Zum Konzert am 27. September 1981 in München


Münchner Merkur, 28. September 1981

Fischer-Dieskau macht auf Musik von Nietzsche aufmerksam

Der Sänger und sein Begleiter Aribert Reimann

In einer ebenso noblen wie geschickten Verbindung von Information und Promotion, von Erfüllung kulturellen Auftrags und Repräsentation veranstaltete der Deutsche Taschenbuchverlag zu seinem zwanzigjährigen Bestehen eine Matinee in der Musikhochschule. Daß die Bayerische Akademie der Schönen Künste als Mitveranstalter auftrat, ergab sich aus gemeinsamen Mitgliedschaften, wie Heinz Friedrich in seiner Begrüßung (auch vieler prominenter Gäste – von Heinrich Böll bis Margot Hielscher) feststellte. Das Thema: "Friedrich Nietzsche als Komponist"; die Ausführenden: Dietrich Fischer-Dieskau als Sänger, Vortragender und Experte, sowie als klavierspielender Partner Aribert Reimanns, der hier nicht als Komponist, sondern als versierter Pianist in Erscheinung trat.

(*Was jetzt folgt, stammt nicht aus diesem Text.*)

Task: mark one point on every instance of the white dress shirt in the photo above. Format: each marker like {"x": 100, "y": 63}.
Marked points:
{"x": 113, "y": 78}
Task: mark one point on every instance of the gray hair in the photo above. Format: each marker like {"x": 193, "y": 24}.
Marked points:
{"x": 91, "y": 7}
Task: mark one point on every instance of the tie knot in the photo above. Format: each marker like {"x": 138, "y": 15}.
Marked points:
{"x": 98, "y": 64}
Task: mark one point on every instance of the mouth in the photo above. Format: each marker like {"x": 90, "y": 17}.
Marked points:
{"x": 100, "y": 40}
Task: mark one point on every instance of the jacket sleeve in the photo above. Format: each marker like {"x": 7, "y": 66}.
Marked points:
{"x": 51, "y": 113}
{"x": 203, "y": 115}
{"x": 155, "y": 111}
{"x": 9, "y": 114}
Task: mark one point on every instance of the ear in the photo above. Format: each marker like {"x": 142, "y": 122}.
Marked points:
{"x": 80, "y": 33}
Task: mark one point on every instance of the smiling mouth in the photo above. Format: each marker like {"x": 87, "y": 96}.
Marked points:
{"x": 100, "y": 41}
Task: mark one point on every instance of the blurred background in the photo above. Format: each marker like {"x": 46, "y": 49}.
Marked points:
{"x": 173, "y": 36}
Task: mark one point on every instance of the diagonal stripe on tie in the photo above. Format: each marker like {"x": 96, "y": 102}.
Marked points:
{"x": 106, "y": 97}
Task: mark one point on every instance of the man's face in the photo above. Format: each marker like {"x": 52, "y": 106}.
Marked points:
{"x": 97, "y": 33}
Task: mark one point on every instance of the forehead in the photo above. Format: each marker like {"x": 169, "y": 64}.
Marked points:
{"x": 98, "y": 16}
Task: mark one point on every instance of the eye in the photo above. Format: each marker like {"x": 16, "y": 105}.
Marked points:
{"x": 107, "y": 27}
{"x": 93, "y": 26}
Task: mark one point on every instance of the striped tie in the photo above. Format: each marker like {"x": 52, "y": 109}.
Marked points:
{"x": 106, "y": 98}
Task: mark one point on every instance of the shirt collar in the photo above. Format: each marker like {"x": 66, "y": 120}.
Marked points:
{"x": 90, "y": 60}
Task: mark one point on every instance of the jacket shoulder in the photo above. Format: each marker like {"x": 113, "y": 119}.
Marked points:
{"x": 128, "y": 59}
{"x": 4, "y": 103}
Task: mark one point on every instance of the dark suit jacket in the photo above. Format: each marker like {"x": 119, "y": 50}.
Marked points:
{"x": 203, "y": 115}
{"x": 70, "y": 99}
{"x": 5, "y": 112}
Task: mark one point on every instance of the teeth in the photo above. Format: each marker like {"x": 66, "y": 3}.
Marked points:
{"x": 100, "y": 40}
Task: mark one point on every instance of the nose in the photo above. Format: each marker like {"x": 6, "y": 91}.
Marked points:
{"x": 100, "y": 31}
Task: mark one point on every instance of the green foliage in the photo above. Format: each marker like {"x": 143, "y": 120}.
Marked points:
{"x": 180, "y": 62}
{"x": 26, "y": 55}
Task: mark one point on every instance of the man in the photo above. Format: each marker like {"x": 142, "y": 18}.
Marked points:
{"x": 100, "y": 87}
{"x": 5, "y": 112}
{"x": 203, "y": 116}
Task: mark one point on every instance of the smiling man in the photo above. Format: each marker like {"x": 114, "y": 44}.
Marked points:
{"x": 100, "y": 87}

Mit Recht hatte Fischer-Dieskau die Überschrift seines Vortrags mit einem Fragezeichen versehen: Nietzsche – ein Komponist? Fest steht freilich die mehrfach bezeugte allgemeine musikalische Begabung des Philosophen, seine große Hochachtung vor der Musik, seine stete Verbindung zu ihr; aber auch, daß er "keine Musik geschrieben hat, die seinen philosophischen Taten gleichkäme", das "Laienhafte in seiner musikalischen Sprache" – und, daß es keine konkreten Bezüge zwischen musikalischer Betätigung und der Rolle der Musik in Nietzsches eigentlichem Lebenswerk gibt. Hans von Bülow schimpfte ihn einen Dilettanten und nahm ihm damit (fast) alle Illusionen, und tatsächlich versiegte Nietzsches musikalisch-schöpferische Ader bald nach Erreichen seines dritten Lebensjahrzehnts.

Wagner, der bis dahin sein Abgott war, klingt indessen kaum an, eher schon Schumann und Liszt, oder – in einem großen Bogen gesehen – alles zwischen Mendelssohn und dem jungen Richard Strauss. Am besten gelangen ihm sicher die Lieder, von denen eine Auswahl zu hören war; insgesamt acht Vertonungen so verschiedenartiger Dichter wie Puschkin, Hoffmann von Fallersleben, Petöfi und Klaus Groth, den man üblicherweise mit Brahms in Verbindung bringt. Fischer-Dieskau setzte sich engagiert und gelegentlich auch forciert dafür ein, verhaltener mit seiner Sprechstimme für das als Melodram komponierte Eichendorff-Gedicht "Das zerbrochene Ringlein".

Als Umrahmung zwei Beispiele aus Nietzsches Klaviermusik: "Hymnus auf die Freundschaft" und die (vierhändige) "Manfred"-Meditation (als Antwort auf Byron, und Schumann, den "süßlichen Sachsen"); ausgedehnte Fantasien ohne motivische oder formelle Fixpunkte, ein Wogen durch die Tonarten. Ein eigenartiger Fall: hochinteressant im Negativen.